Before World War II, in 1939, jet engines primarily existed in labs. The end of the war, however, illustrated that jet engines, with their great power and compactness, were at the forefront of aviation development.
A young German physicist, Hans von Ohain, worked for Ernst Heinkel, specializing in advanced engines, to develop the world’s first jet plane, the experimental Heinkel He 178. It first flew on August 27, 1939.

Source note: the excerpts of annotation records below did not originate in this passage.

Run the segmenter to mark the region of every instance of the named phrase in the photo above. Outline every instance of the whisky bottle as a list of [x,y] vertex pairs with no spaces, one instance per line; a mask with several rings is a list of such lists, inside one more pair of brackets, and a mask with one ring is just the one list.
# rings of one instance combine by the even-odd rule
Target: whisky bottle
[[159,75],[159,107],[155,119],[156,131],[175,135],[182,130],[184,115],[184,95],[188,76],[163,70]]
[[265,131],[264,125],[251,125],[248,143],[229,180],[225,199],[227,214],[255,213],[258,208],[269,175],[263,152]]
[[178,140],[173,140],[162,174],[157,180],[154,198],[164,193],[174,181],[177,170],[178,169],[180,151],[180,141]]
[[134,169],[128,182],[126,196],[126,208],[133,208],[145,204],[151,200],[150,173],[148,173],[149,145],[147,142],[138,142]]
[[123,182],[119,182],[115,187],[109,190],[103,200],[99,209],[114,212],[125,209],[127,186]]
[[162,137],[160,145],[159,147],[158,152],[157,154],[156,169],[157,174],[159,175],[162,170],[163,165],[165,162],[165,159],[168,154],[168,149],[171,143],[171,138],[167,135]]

Building on this advancement, German engine designer Anselm Franz developed an engine suitable for use in a jet fighter. This airplane, the Me 262, was built by Messerschmitt. Though the only jet fighter to fly in combat during World War II, the Me 262 spent a significant amount of time on the ground due to its high consumption of fuel. It was often described as a “sitting duck for Allied attacks.” Meanwhile, in England, Frank Whittle invented a jet engine completely on his own. The British thus developed a successful engine for another early jet fighter—the Gloster Meteor. Britain used it for homeland defense but, due to lack of speed, it was not used to combat over Germany.
The British shared Whittle’s technology with the U.S., allowing General Electric (GE) to build jet engines for America’s first jet fighter, the Bell XP-59. The British continued to develop new jet engines from Whittle’s designs, with Rolls-Royce initiating work on the Nene engine during 1944. The company sold Nenes to the Soviets—a Soviet version of the engine, in fact, powered the MiG-15 jet fighter that later fought U.S. fighters and bombers during the Korean War.
The 1945 surrender of Germany revealed substantial wartime discoveries and inventions. General Electric and Pratt & Whitney, another American engine-builder, added German lessons to those of Whittle and other British designers. Early jet engines, such as those of the Me 262, gulped fuel rapidly. Thus, an initial challenge was posed: to build an engine that could provide high thrust with less fuel consumption.
Pratt & Whitney resolved this dilemma in 1948 by combining two engines into one. The engine included two compressors; each rotated independently, the inner one giving high compression for good performance. Each compressor drew power from its own turbine; hence there were two turbines, one behind the other. This approach led to the J-57 engine. Commercial airliners—the Boeing 707, the Douglas DC-8—flew with it. One of the prominent postwar engines, it entered service with the U.S. Air Force in 1953.